Thompson pointed out that gray wolves in the western states have no history of hybridizing with coyotes and should be the target source for reintroduction to ensure the genetic integrity of the wolf population in Colorado and surrounding states. After peer review, and finally locating Oregon as the source of a donor wolf population, FWS dropped any mention of using Great Lakes wolves from its final rule.
Thompson also noted that the draft rule proposed by FWS seemed to minimize the reality of livestock depredation and the need to remove depredating wolves. He pointed out: “The reality of livestock depredation needs to be addressed, both from the impact to local producers and from the reality of necessary lethal removal of depredating wolves. This is not a perceived circumstance of wolves in North America it is real, it can be managed and mitigated but needs to be fully realized especially in this circumstance of reintroduction.” In response, FWS altered that section of the proposed rule to indicate that there would be areas with significant overlap between ecologically suitable habitat and conflict risks.
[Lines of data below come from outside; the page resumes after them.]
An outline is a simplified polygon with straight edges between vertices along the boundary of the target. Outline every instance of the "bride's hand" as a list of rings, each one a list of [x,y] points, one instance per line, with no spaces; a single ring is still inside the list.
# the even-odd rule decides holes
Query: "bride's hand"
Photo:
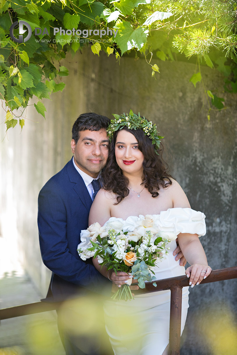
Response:
[[[189,285],[193,288],[195,284],[199,285],[211,273],[211,268],[207,265],[194,264],[186,269],[185,273],[188,277],[190,276]]]
[[[110,281],[117,286],[119,285],[127,284],[128,280],[132,277],[132,276],[130,274],[128,274],[127,272],[124,272],[123,271],[117,271],[116,275],[112,270],[111,271],[111,272],[109,272],[108,276],[108,278]]]
[[[127,281],[132,277],[132,275],[127,272],[117,271],[117,275],[114,271],[109,273],[108,276],[111,281],[113,283],[112,292],[116,292],[117,287],[121,287],[122,285],[127,283]],[[132,283],[137,282],[136,280],[133,279]],[[138,290],[139,287],[137,285],[130,286],[131,290]]]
But FWS didn’t adopt all of Thompson’s suggestions. While FWS had noted that the wolf population in Montana, Idaho and Wyoming “remain well above minimum recovery levels” with a minimum of more than 1,700 wolves, FWS ignored Thompson’s request to compare that number to the wolf recovery goal – originally defined as at least 300 wolves distributed between the three states. Thompson noted that even with increased wolf mortality in Montana and Idaho, the NRM wolf population is still hundreds of animals above the minimal recovery criteria.
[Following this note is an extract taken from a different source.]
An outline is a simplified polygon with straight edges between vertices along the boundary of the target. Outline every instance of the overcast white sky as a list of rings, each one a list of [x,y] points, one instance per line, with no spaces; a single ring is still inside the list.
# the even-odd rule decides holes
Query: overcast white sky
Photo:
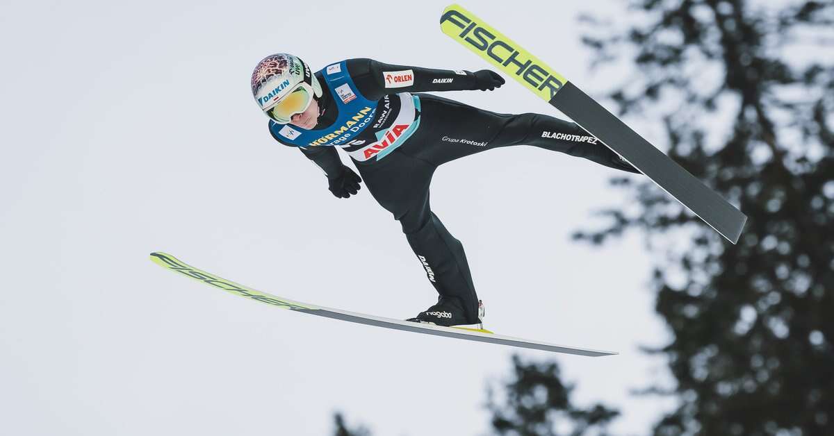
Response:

Thompson also pointed out that the FWS’s proposed rule stated that “gray wolves in most of Wyoming, outside of the wolf trophy game management area, are considered predators and can legally be killed with no limit on such take. Wolf packs are unlikely to persist in portions of Wyoming where they are designated as predatory animals.”
Thompson responded: “Not sure the importance of this other to bash something that the FWS has always disagreed with?”
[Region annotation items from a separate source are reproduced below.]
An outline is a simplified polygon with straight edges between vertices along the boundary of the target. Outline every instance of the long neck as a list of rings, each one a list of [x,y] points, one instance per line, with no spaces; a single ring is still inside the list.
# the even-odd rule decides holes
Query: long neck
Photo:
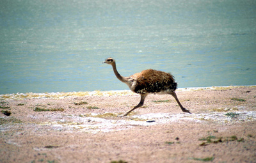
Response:
[[[125,77],[122,76],[120,74],[119,74],[119,73],[117,72],[116,70],[116,63],[114,63],[113,64],[112,64],[112,67],[113,67],[113,70],[114,70],[114,73],[115,75],[116,75],[116,77],[117,77],[117,79],[118,79],[120,81],[123,82],[127,82],[127,81],[125,79]]]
Thompson’s comment prompted FWS to alter its wording while keeping its basic point: “Outside of the trophy management area, wolves are managed as predators and can be harvested at any time without a license and with no harvest limit. Gray wolf packs are unlikely to persist long term in portions of Wyoming where they are designated as predatory animals, which further limits the ability for individuals to enter Colorado from Wyoming.”
While the predator status of wolves in most of Wyoming may limit the ability of wolves to enter Colorado from Wyoming, it still happens, and was responsible for Colorado documenting its first wolf pack in decades in 2021, and detection of a second wolf pack in 2022. But as the FWS final rule notes, the legal status of a wolf changes with where it is located at any given time. A wolf moving from Wyoming’s predator zone into Colorado will become a member of the experimental population, whereas a wolf moving from Colorado into Wyoming will lose its federal protection.
Each of the four scientists that provided peer review for the FWS all found the rule to be scientifically sound. Adoption of the final rule occurred last week, surmounting the last hurdle for Colorado officials to release wolves into the state before the end of the year.
Cat Urbigkit is an author and rancher who lives on the range in Sublette County, Wyoming. Her column, Range Writing, appears weekly in Cowboy State Daily.